Para muitos brasileiros, a época do carnaval é sem dúvida uma das melhores do ano. Com blocos começando até meses antes do período oficial, o clima de festa é constante e contagiante. No entanto, os foliões acabam, ainda que sem perceber, não tendo muita atenção à quantidade de lixo jogada no chão durante os eventos. Em Salvador, por exemplo, são recolhidas cerca de 1,5 toneladas a mais durante a semana de festas. Por isso, Encontramos e reunimos algumas dicas para ajudar a diminuir o tanto de resíduos gerados durante o feriado que mais marca a imagem do nosso país.

Enfeites carnavalescos como glitter e confete apesar de pequenos provocam grande impacto quando descartados em grandes quantidades. O glitter é um dos mais nocivos, já que é um microplástico que pode contaminar a água e os seres vivos que dependem dela, incluindo pessoas. O melhor jeito é optar por tipos de glitter e purpurina que sejam biodegradáveis que podem até ser feitos em casa com materiais bem acessíveis. Quanto ao confete, uma alternativa mais sustentável e econômica é usar furadores de papel e folhas de árvores encontradas pela sua vizinhança.

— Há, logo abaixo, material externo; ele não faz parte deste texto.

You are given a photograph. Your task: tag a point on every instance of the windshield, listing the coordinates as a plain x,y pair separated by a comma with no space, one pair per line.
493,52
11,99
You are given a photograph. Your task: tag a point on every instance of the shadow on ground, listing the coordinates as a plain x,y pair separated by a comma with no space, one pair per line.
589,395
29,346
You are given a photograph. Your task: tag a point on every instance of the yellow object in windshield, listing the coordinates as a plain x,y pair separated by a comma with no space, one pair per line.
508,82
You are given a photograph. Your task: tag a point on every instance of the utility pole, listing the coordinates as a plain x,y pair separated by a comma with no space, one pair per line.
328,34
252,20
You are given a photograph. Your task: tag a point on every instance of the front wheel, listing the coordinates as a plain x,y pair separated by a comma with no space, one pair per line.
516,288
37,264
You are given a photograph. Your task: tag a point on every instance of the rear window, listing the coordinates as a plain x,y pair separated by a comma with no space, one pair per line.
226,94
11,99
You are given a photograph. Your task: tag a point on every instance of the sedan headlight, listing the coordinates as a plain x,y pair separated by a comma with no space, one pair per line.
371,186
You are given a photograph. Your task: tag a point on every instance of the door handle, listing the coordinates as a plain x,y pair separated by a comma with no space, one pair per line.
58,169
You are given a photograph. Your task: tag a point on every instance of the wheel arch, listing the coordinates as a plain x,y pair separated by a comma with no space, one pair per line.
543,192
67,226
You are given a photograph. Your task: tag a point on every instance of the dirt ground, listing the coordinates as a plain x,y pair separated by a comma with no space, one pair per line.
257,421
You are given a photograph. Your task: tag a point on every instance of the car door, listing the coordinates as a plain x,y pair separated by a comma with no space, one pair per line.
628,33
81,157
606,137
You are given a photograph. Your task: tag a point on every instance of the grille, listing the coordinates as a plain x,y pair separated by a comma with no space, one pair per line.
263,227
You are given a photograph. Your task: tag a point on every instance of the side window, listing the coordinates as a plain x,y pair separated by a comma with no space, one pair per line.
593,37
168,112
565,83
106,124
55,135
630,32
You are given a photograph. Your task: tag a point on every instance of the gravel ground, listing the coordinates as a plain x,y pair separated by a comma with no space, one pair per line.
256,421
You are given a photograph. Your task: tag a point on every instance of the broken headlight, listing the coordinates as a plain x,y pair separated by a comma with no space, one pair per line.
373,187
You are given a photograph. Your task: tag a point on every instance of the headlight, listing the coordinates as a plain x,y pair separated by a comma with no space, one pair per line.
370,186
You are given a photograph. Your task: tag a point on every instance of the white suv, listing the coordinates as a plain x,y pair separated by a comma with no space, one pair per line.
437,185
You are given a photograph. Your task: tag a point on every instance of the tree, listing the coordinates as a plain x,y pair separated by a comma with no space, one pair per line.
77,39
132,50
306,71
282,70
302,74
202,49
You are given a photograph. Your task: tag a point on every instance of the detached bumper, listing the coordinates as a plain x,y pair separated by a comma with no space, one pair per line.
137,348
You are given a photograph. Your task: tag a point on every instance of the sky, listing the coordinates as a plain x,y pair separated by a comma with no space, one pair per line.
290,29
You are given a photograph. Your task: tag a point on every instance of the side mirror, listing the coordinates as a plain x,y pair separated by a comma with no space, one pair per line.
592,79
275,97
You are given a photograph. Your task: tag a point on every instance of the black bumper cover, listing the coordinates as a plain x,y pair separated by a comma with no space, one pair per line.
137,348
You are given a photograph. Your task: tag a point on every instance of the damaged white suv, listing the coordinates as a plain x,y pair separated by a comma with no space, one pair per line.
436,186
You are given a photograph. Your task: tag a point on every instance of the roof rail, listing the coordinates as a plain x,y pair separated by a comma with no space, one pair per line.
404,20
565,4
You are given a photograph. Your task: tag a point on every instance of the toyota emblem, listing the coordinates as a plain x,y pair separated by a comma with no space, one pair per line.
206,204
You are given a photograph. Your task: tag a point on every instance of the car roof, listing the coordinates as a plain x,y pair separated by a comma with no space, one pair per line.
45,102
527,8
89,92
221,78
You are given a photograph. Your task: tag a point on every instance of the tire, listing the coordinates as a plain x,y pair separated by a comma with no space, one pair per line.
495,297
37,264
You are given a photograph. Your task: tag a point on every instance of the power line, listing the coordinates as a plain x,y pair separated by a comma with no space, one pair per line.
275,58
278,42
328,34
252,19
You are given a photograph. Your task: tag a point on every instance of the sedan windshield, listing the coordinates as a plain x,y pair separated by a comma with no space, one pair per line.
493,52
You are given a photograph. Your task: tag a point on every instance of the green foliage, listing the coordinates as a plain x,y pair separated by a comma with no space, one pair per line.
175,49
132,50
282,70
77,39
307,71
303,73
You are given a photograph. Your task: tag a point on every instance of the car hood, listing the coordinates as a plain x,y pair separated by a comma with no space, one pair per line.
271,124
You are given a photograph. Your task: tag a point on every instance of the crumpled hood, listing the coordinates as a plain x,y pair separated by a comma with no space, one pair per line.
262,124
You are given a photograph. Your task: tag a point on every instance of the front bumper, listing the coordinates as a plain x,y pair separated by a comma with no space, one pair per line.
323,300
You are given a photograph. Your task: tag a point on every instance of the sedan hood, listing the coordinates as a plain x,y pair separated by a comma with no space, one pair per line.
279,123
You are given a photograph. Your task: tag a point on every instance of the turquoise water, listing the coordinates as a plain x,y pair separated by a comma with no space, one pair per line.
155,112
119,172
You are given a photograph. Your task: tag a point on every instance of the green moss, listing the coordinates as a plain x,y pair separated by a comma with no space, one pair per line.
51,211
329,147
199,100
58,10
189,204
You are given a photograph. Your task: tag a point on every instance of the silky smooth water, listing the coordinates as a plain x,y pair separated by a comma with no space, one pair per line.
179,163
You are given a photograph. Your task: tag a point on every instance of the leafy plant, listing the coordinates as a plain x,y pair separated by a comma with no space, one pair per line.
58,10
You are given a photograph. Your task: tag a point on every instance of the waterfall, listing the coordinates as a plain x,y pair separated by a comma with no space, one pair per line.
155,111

Além disso, é muito importante também evitar gerar lixo, então sempre tenha o seu copo reutilizável em mãos e procure levar água de casa para evitar comprar mais garrafas plásticas. Vale ressaltar que onde o lixo eventualmente gerado durante o bloco é jogado é de grande importância, uma vez que se for descartado no local incorreto, pode entupir bueiros e acabar indo para o mar.

Quanto às fantasias, procure usar o que você já tem em casa ou converse com amigos para ver se eles podem emprestar algo que você precise e vice-versa. Dessa forma, você economiza deixando de comprar materiais de artesanato que já geram um considerável impacto durante sua produção e pode até se desfazer de objetos em sua casa de uma maneira mais consciente.

Apesar do carnaval ser uma época de relaxamento e descontração, não se deve deixar de lado o pensamento sustentável durante essa semana, ainda mais por tal ideologia ainda não estar bem cimentada na rotina da maioria dos brasileiros. Portanto, quanto mais formas de se criar o hábito de conscientizar-se dos impactos que causamos durante nosso cotidiano, melhor será a qualidade de vida no ambiente urbano.